When Zeffix is ??canceled, patients should be under medical supervision to detect symptoms of exacerbation of hepatitis.

Discontinuation of therapy is not recommended in the presence of symptoms of hepatic failure. There is currently insufficient data on the persistence of long-term seroconversion after Zeffix discontinuation.

After stopping treatment with Zeffix, it is necessary to periodically monitor the general condition of patients, as well as monitor the indicators of functional liver tests (activity of hepatic transaminases and the content of bilirubin) for 4 months to identify signs of a possible exacerbation of hepatitis; in the future, patients should be observed according to indications. Currently, there is no convincing data on the effectiveness of repeated treatment with Zeffix in those patients who have exacerbated hepatitis after stopping the course of therapy.

Patients should be under medical supervision for at least 6 months after stopping treatment for any reason. The condition of patients with symptoms of liver failure should be monitored more closely.

There are few data on the use of lamivudine in patients receiving concomitant immunosuppressive therapy.

With long-term therapy with lamivudine, subpopulations of viral hepatitis B (YMDD strain) with reduced sensitivity to it have been identified. Sometimes this type of virus can cause an exacerbation of hepatitis.

When treating patients with HIV / hepatitis B virus co-infection who are or will receive antiretroviral therapy that includes lamivudine, the dose of lamivudine normally prescribed for HIV infection should be maintained.

Patients should be warned that Zeffix treatment does not reduce the risk of transmission of hepatitis B to others and therefore appropriate precautions should be taken.

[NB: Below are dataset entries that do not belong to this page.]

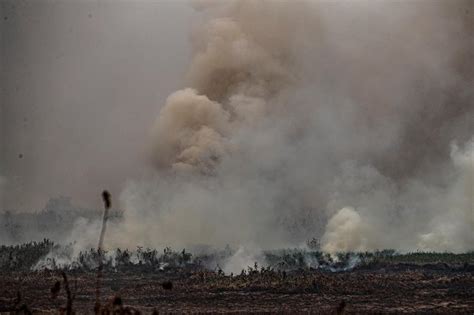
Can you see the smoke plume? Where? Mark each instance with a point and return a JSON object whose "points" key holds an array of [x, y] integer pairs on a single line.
{"points": [[349, 121]]}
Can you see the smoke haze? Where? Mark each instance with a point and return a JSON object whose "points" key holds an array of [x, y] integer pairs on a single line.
{"points": [[349, 121]]}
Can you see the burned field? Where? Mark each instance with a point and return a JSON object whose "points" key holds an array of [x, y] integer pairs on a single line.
{"points": [[178, 282]]}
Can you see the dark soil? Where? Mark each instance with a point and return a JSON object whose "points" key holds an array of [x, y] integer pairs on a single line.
{"points": [[380, 289]]}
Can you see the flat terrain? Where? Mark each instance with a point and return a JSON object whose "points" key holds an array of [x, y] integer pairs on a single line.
{"points": [[394, 288]]}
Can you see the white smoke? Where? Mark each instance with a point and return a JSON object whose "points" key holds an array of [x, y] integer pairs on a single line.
{"points": [[315, 119]]}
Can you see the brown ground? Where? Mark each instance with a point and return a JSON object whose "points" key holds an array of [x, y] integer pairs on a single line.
{"points": [[382, 290]]}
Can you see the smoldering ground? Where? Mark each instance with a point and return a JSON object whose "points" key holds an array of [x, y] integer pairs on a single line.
{"points": [[349, 121]]}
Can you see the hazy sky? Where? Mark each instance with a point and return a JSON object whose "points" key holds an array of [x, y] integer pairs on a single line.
{"points": [[82, 82]]}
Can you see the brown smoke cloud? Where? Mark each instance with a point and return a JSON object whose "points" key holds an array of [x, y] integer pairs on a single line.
{"points": [[348, 120]]}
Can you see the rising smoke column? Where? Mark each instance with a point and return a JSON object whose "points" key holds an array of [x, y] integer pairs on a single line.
{"points": [[308, 119]]}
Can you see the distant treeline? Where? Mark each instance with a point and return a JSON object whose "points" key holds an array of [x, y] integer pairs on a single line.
{"points": [[54, 221]]}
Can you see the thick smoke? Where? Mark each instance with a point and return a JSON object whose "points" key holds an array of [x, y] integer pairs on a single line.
{"points": [[349, 121]]}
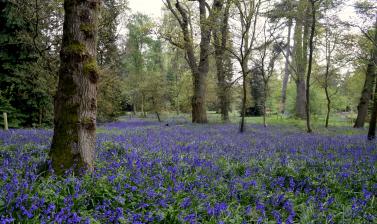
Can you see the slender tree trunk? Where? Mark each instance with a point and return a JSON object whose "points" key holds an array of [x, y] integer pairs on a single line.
{"points": [[5, 117], [328, 107], [264, 105], [142, 106], [40, 117], [220, 36], [373, 119], [286, 69], [243, 107], [310, 63], [73, 143], [199, 112], [300, 57]]}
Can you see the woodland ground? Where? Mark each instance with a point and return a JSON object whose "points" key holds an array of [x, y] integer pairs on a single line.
{"points": [[147, 172]]}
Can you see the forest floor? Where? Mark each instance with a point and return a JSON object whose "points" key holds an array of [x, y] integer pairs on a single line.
{"points": [[147, 172]]}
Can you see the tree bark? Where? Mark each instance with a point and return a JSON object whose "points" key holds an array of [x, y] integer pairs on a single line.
{"points": [[371, 76], [328, 107], [286, 69], [310, 63], [300, 58], [366, 95], [220, 36], [373, 119], [199, 68], [73, 143]]}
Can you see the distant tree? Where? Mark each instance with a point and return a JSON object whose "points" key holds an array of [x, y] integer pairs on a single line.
{"points": [[74, 138], [199, 65], [373, 119], [367, 10], [138, 42], [110, 84], [284, 9], [268, 54], [248, 16], [221, 42]]}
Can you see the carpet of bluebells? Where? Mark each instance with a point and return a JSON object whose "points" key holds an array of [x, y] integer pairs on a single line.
{"points": [[148, 172]]}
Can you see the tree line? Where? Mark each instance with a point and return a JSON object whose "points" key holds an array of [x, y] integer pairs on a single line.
{"points": [[68, 65]]}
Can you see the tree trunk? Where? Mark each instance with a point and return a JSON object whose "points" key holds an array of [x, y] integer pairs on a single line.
{"points": [[264, 105], [310, 63], [328, 107], [300, 99], [373, 119], [73, 143], [220, 36], [286, 69], [199, 112], [199, 68], [366, 95], [243, 107], [300, 58]]}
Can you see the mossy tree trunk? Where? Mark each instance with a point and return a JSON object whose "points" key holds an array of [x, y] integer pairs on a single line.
{"points": [[73, 143]]}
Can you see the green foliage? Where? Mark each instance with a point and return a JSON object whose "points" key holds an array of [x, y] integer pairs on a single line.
{"points": [[25, 86], [110, 97]]}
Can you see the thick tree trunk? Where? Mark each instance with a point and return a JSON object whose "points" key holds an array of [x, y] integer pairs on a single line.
{"points": [[366, 95], [73, 143], [373, 119], [286, 69]]}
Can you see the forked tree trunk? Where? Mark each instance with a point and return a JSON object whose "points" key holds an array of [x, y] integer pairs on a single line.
{"points": [[73, 143]]}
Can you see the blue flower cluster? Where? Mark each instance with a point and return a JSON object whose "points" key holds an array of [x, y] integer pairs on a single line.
{"points": [[147, 172]]}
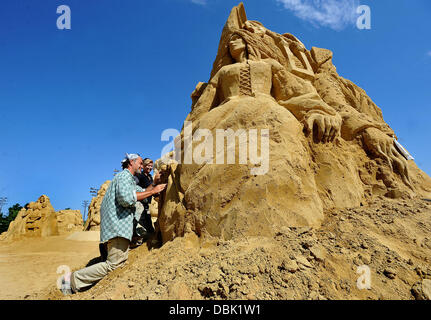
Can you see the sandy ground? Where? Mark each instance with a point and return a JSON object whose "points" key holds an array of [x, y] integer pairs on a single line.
{"points": [[30, 265]]}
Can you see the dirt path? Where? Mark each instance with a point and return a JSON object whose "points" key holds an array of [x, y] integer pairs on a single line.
{"points": [[30, 265]]}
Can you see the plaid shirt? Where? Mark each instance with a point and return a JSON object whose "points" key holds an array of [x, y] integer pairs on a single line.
{"points": [[118, 207]]}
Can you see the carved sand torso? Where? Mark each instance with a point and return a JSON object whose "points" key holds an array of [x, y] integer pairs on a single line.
{"points": [[245, 79]]}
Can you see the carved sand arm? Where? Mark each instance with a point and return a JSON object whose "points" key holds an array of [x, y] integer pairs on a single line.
{"points": [[301, 98], [206, 101], [355, 123]]}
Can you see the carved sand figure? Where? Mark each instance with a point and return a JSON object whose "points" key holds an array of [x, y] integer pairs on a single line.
{"points": [[329, 146]]}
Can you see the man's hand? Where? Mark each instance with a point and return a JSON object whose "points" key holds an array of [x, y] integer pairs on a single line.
{"points": [[151, 190], [159, 188], [381, 145], [156, 178], [327, 126]]}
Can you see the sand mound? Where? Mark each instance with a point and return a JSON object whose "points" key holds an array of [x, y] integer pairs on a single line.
{"points": [[39, 219], [93, 220], [327, 145], [391, 237], [85, 236]]}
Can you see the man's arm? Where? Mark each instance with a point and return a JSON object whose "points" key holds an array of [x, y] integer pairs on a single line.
{"points": [[151, 190]]}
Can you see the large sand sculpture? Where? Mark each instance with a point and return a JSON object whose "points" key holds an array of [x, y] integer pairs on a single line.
{"points": [[39, 219], [329, 146]]}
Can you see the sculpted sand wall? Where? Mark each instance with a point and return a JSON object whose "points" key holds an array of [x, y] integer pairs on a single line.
{"points": [[329, 146]]}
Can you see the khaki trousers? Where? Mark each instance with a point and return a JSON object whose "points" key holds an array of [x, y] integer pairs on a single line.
{"points": [[118, 251]]}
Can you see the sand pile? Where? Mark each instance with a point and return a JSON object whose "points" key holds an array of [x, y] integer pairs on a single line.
{"points": [[39, 219], [69, 221], [391, 237], [337, 200], [93, 220], [327, 143]]}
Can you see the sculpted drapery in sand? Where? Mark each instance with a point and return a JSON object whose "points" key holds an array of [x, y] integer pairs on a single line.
{"points": [[336, 107], [250, 75], [264, 80]]}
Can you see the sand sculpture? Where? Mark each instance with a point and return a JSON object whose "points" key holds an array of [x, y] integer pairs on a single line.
{"points": [[329, 146], [69, 221], [39, 219], [93, 220]]}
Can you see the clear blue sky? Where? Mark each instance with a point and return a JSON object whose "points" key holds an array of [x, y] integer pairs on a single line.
{"points": [[72, 102]]}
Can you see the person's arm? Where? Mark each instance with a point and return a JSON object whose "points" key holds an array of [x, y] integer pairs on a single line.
{"points": [[125, 193], [151, 190], [302, 100]]}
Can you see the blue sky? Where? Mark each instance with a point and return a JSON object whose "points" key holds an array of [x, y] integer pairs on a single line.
{"points": [[72, 102]]}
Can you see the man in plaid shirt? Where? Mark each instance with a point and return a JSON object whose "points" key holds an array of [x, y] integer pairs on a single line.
{"points": [[116, 227]]}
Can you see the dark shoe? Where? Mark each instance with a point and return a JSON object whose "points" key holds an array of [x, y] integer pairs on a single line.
{"points": [[66, 288]]}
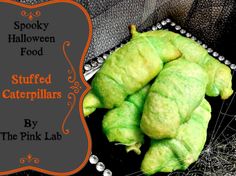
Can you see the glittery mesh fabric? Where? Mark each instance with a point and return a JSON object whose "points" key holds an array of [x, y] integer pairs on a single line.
{"points": [[209, 20]]}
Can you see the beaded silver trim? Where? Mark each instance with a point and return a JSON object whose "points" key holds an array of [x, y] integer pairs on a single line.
{"points": [[100, 166], [92, 66]]}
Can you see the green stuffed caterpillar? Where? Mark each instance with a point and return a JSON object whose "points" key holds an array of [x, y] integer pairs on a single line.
{"points": [[131, 67], [121, 124], [127, 70], [178, 153], [177, 91]]}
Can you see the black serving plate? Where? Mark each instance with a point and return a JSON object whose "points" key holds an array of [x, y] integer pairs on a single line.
{"points": [[217, 159]]}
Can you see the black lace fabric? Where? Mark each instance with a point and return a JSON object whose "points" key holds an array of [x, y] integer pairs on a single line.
{"points": [[212, 21]]}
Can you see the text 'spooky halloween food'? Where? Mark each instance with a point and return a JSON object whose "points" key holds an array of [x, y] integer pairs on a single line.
{"points": [[171, 110]]}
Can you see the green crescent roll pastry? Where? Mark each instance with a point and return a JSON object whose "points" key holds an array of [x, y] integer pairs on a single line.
{"points": [[127, 70], [168, 155], [121, 124], [178, 89], [220, 78]]}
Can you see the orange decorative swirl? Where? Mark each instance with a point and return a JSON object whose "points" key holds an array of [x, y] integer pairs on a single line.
{"points": [[71, 104], [29, 159], [71, 71], [30, 14], [76, 87]]}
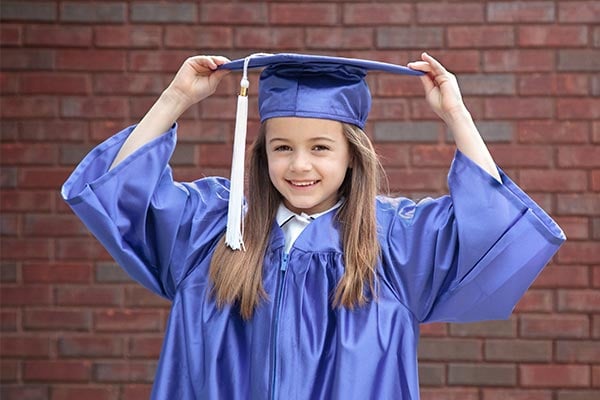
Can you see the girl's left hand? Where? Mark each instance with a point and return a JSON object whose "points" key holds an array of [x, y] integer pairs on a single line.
{"points": [[441, 88]]}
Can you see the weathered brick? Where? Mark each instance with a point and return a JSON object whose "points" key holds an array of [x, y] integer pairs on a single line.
{"points": [[234, 13], [450, 349], [43, 11], [94, 12], [125, 372], [558, 376], [518, 350], [481, 37], [202, 37], [578, 60], [339, 38], [512, 12], [302, 14], [156, 12], [378, 14], [57, 370], [579, 11], [554, 326], [91, 346], [482, 374], [410, 37], [406, 131]]}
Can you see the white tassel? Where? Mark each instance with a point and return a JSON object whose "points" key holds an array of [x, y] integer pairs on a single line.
{"points": [[234, 237]]}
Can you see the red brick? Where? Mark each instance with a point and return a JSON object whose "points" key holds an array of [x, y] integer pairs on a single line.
{"points": [[28, 107], [577, 351], [579, 11], [516, 394], [544, 131], [80, 249], [145, 346], [579, 300], [53, 130], [450, 13], [554, 180], [24, 347], [8, 320], [585, 108], [234, 13], [90, 346], [482, 374], [378, 14], [20, 392], [518, 350], [557, 376], [582, 252], [550, 36], [128, 36], [137, 391], [536, 300], [91, 60], [55, 370], [480, 37], [268, 38], [554, 326], [555, 84], [11, 35], [303, 14], [578, 204], [55, 83], [201, 37], [518, 60], [58, 35], [339, 38], [85, 392], [125, 372], [127, 321], [25, 295], [53, 272], [54, 319], [513, 12], [518, 108], [18, 249], [88, 296]]}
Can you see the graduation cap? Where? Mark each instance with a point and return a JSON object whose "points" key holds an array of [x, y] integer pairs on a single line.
{"points": [[297, 85]]}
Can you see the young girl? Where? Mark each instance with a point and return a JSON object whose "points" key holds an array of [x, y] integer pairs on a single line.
{"points": [[326, 299]]}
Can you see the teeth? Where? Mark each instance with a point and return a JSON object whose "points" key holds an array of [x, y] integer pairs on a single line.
{"points": [[303, 183]]}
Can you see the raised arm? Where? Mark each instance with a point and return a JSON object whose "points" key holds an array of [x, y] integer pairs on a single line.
{"points": [[196, 79], [443, 95]]}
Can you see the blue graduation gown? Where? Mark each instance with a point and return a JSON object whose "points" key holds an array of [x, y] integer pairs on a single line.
{"points": [[468, 256]]}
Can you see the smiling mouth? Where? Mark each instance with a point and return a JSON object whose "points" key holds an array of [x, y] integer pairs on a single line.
{"points": [[302, 183]]}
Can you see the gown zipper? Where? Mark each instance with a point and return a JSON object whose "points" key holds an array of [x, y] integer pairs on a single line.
{"points": [[282, 269]]}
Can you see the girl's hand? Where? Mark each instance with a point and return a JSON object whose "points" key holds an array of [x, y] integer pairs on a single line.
{"points": [[197, 79], [441, 88]]}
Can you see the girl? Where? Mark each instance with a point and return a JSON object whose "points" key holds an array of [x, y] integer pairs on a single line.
{"points": [[327, 298]]}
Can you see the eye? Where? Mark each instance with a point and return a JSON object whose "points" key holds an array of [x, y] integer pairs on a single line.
{"points": [[282, 147], [321, 147]]}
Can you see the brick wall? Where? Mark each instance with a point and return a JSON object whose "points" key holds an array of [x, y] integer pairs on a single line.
{"points": [[73, 72]]}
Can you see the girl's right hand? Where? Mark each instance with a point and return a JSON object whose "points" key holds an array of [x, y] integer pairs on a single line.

If it is necessary to use the drug in patients with diabetes mellitus, it should be borne in mind that each dose of oral solution (100 mg / 20 ml) contains 4 g of sucrose.

Use in pediatrics

There are currently insufficient guidelines for determining an effective and safe dose in children under 2 years of age .

Influence on the ability to drive vehicles and use mechanisms

No specific research has been carried out. Based on the pharmacological properties of lamivudine, such an effect is unlikely.

Overdose

There were no specific symptoms of lamivudine overdose.

There is limited data on the effects of high doses of lamivudine in humans. There were no lethal outcomes, the condition of all patients returned to normal.

In experimental studies, administration of very high doses of lamivudine had no organ toxicity.

Treatment: gastric lavage, the appointment of activated charcoal, monitoring of the patient's condition and standard supportive therapy are recommended. Continuous hemodialysis can be used to eliminate lamivudine, but no specific studies have been conducted.

Drug interactions

The possibility of interaction of lamivudine with other drugs should be taken into account, especially with those whose main mechanism of excretion is active renal secretion through the organic cation transport system (trimethoprim). The simultaneous use of trimethoprim / sulfamethoxazole (160 mg / 800 mg) increases the plasma concentration of lamivudine by approximately 40%. Lamivudine does not alter the pharmacokinetics of trimethoprim and sulfamethoxazole (in the absence of renal failure, there is no need to reduce the dose of lamivudine). Other drugs (eg, ranitidine, cimetidine) are only partially eliminated by this mechanism and do not interact with lamivudine.

Drugs that are eliminated predominantly by active transport of organic anions or by glomerular filtration do not appear to enter into clinically significant interactions with lamivudine.

With the simultaneous use of lamivudine and zidovudine, there is a moderate (28%) increase in Cmax of zidovudine in plasma, while the AUC does not change significantly.

There was no pharmacokinetic interaction of Zeffix with interferon alpha, as well as with immunosuppressants (for example, with cyclosporin A).

With the simultaneous appointment of lamivudine and zalcitabine, lamivudine can inhibit the intracellular phosphorylation of the latter (the combination is not recommended).

Concomitant use of didanosine, pentamidine, sulfonamides and ethanol increases the risk of developing pancreatitis.

Dapsone, didanosine, isoniazid, and stavudine increase the risk of developing peripheral neuropathy.